Though many high school students dream of one day getting away from their hometown and exploring what else the world has to offer, they'll likely go back where they started at some point. So claims a new survey by Allstate/National Journal Heartland Monitor, which found that more half of the participants reported living very close to their childhood neighborhoods.

That's not to say these folks haven't lived other places. Thirty-five percent of survey responders currently residing near the areas in which they grew up have lived elsewhere at other points in their life. This excludes moving somewhere for college and the military. For whatever reason, those who had the chance to get out at some point came back. Deep South natives were most likely to have left before, whereas those in rural areas were more likely to stick to their roots and stay put. 

While many of these people choose to stay, they wouldn't necessarily encourage the younger crowd to live there as well. Just half of responders said they'd recommend their hometowns to young people. People in rural areas were the least enthusiastic about telling young people to move there whereas city inhabitants showed the most excitement over this prospect. 

It would take a lot for some of these folks to move away, such as a good job or a nicer area overall.

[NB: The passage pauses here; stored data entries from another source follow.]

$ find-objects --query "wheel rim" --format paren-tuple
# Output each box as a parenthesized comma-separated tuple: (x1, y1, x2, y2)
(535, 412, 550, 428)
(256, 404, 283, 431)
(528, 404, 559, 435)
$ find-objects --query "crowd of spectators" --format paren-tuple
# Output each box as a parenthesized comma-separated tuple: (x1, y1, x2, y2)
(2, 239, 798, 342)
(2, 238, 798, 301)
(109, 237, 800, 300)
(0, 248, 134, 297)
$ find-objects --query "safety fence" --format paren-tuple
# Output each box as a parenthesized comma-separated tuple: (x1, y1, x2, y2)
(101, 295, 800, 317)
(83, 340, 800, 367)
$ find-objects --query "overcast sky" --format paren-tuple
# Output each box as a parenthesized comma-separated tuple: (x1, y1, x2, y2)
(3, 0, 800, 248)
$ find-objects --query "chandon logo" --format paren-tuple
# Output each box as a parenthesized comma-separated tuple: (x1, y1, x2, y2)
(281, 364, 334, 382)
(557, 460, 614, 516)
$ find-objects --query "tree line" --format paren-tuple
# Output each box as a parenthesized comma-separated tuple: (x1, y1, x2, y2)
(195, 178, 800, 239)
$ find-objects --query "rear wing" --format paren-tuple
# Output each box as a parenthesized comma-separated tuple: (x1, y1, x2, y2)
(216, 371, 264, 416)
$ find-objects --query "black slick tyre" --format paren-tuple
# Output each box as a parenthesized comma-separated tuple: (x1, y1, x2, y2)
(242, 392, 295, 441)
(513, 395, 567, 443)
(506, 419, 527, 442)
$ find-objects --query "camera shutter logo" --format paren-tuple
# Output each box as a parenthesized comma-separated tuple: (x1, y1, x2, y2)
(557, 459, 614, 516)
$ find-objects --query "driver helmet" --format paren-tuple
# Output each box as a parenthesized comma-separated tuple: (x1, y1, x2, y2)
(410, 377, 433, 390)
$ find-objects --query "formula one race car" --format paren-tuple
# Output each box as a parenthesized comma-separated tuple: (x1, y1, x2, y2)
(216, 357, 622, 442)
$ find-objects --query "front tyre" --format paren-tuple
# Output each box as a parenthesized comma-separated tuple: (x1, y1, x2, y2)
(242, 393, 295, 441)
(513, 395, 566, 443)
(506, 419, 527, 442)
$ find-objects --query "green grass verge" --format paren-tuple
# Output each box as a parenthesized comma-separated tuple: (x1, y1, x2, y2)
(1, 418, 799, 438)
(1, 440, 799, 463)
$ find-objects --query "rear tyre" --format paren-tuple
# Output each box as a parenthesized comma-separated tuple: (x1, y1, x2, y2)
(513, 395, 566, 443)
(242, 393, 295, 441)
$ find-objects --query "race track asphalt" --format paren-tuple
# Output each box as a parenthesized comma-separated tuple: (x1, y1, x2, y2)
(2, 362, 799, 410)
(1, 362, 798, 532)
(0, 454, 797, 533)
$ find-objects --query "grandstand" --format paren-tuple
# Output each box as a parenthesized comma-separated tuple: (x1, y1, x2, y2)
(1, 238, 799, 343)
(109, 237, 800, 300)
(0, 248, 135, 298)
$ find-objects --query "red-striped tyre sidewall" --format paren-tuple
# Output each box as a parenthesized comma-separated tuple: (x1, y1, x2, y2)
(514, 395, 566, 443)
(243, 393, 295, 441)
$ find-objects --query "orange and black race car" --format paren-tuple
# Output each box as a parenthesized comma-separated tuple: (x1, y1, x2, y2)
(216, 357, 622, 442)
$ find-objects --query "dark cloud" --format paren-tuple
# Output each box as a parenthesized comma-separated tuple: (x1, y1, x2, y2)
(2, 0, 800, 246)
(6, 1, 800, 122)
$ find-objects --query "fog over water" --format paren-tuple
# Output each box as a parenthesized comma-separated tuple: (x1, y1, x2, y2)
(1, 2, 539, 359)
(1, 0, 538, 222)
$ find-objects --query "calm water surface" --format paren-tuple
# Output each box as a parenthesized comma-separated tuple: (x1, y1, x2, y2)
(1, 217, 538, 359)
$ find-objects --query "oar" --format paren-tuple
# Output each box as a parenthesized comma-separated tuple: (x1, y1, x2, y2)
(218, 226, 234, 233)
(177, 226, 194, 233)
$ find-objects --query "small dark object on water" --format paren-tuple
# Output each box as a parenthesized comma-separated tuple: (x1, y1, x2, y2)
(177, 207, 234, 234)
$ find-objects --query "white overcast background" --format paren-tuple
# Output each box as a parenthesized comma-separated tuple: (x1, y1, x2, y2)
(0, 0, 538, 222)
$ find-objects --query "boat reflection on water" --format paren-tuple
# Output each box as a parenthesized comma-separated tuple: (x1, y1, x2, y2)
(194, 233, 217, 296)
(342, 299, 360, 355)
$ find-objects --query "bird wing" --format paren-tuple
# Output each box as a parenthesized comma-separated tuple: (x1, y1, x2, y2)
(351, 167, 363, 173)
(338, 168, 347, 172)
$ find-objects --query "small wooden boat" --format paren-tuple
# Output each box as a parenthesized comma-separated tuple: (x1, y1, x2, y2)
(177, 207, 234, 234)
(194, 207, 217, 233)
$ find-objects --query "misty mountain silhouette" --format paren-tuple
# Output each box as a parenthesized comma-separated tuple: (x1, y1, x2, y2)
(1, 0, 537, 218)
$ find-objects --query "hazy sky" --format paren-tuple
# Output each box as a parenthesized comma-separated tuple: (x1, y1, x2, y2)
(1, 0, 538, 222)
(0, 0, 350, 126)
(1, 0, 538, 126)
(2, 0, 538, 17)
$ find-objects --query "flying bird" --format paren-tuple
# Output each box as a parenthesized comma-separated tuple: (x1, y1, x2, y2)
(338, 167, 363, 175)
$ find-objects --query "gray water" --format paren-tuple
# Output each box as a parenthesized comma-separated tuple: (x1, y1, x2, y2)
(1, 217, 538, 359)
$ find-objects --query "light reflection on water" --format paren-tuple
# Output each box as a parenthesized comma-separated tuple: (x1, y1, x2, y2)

But Cleveland resident Marilyn Brown doesn't plan on uprooting her life anytime soon, as she believes problems will follow her. 

“What good is that going to do me to leave here?" she said in an interview with The Atlantic. "I’d just be jumping out of the frying pan into the fire. Everybody is having problems with one thing or another."

Besides, it's not everything to move to a glamorous, much-talked-about city in America. New York City Comptroller Scott Stringer just released information from a study finding that New Yorkers work the most and have horrendous commutes, even more so than famously congested Los Angeles. It's also very hard to afford good quality of life in the Manhattan area. Why would anyone want to abandon the familiarity of their hometown, where their families might reside, for that kind of stress? Those who are feeling brave and seeking change, however, might want to consider Midwestern gem Minnesota. It's looking pretty good right now.